マンションにはどのような耐震基準が設けられているのでしょうか。まずは、耐震基準の意味や最新の基準、昨今の基準改定の背景から解説します。
地震の多い日本では、マンションの建設時に地震対策が取られています。その際に、建物が地震に耐える能力の基準となるのが「耐震基準」です。耐震基準には、1981年6月改正以降の「新耐震基準」とそれ以前の基準であった「旧耐震基準」とがあります。
「新耐震基準では、柱や梁に入れられる鉄筋の密度などが、旧耐震基準に比べて強化されています。実際に、1995年に発生した阪神・淡路大震災では、新耐震基準で設計された建物の倒壊はほとんど見られませんでした」(加藤さん、以下同)
近年で最も大きな耐震基準改定は、1981年6月の改定です。では、なぜ1981年に新たな耐震基準が設けられたのでしょうか。
それまでも耐震基準は大きな地震が起きるたびに見直されてきましたが、「新耐震基準(新耐震)」が設けられるきっかけとなったのが、1978年に発生した宮城県沖地震です。
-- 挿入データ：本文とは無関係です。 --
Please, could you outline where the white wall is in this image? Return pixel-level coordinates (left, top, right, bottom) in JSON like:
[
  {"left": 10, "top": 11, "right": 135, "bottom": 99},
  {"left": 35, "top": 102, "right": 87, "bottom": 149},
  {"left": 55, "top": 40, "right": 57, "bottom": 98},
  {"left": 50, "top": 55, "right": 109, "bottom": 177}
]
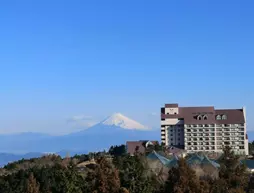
[
  {"left": 165, "top": 108, "right": 179, "bottom": 115},
  {"left": 161, "top": 119, "right": 184, "bottom": 125}
]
全半壊4385戸、一部損壊8万6010戸という状況の中で死者・重軽傷者も多く出ました。この大きな震災を受けて、これまで以上に“地震に強い住宅”が求められるようになったのです。
それ以降も建築基準法は改定されていて、2000年には新耐震基準に加えて、地盤調査の実施や耐力壁バランスなどに関する規定なども定められました。
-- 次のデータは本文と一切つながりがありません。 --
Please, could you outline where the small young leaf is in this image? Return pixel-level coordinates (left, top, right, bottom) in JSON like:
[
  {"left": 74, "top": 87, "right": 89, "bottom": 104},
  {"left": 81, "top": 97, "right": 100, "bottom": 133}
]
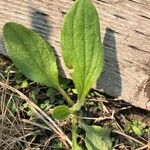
[
  {"left": 7, "top": 99, "right": 17, "bottom": 114},
  {"left": 61, "top": 0, "right": 103, "bottom": 106},
  {"left": 30, "top": 90, "right": 38, "bottom": 102},
  {"left": 22, "top": 103, "right": 28, "bottom": 109},
  {"left": 132, "top": 125, "right": 143, "bottom": 136},
  {"left": 84, "top": 125, "right": 112, "bottom": 150},
  {"left": 27, "top": 109, "right": 34, "bottom": 116},
  {"left": 20, "top": 80, "right": 28, "bottom": 88},
  {"left": 52, "top": 105, "right": 71, "bottom": 120},
  {"left": 3, "top": 22, "right": 59, "bottom": 88}
]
| 旧耐震基準 | 新耐震基準 | 現行耐震基準 | |
|---|---|---|---|
| 適用年 | 1981年5月より以前 | 1981年6月~現在まで | 2000年~現在まで |
| 想定される震度と耐震性能 | 震度5程度の中規模地震に耐えうる想定 | 震度6強程度の大規模地震でも倒壊しない想定 | 原則は新耐震基準と同じ(震度6強程度の大規模地震でも倒壊しない想定) |
| 主な改定内容 | – | 一次設計・二次設計の二段階における耐震チェックの実施など | ・物件の基礎形状や壁の配置バランス規定などの追加 ・法的拘束力の付与など |
耐震基準とは別に「耐震等級」という言葉もあります。耐震等級の意味や、マンションで適用される耐震等級について見ていきましょう。
「耐震等級」は、2000年に定められた「品確法(住宅の品質確保の促進等に関する法律)」に基づいて制定されたもの。以下のとおり、地震が起きたときの倒壊のしにくさや、損傷のしにくさを3段階の等級で表しています。
| 等級3 | 等級1で想定される1.5倍の地震が起きても耐えられる |
|---|---|
| 等級2 | 等級1で想定される1.25倍の地震が起きても耐えられる |
| 等級1 | 数百年に一度程度発生する地震に対して倒壊、崩壊等しない 数十年に一度程度発生する地震に対して損傷しない |
では、どの耐震等級に当てはまっていれば安心できるのでしょうか。
耐震等級は数字が大きいほど倒壊・損傷に強く、等級1が新耐震基準を満たすレベル、等級2が等級1の1.25倍、等級3が等級1の1.5倍の強度となっています。
「コストが高くなることや、壁が厚くなるため居住空間が狭くなるなどの理由で、マンションの多くは等級1です。等級2はたまに見かける程度、等級3となるとほとんどないと思っていいのではないでしょうか。ただし、等級1でも新耐震基準を満たすレベルなので、決して耐震性が低いわけではありません」
耐震等級による評価がはじまった2000年以降に建築されたマンションは、耐震等級の評価を受けています。今住んでいる、もしくは今後購入を検討しているマンションの耐震等級を調べたい場合、管理会社や不動産会社に「住宅性能表示制度の認定の有無と耐震評価」を確認してみましょう。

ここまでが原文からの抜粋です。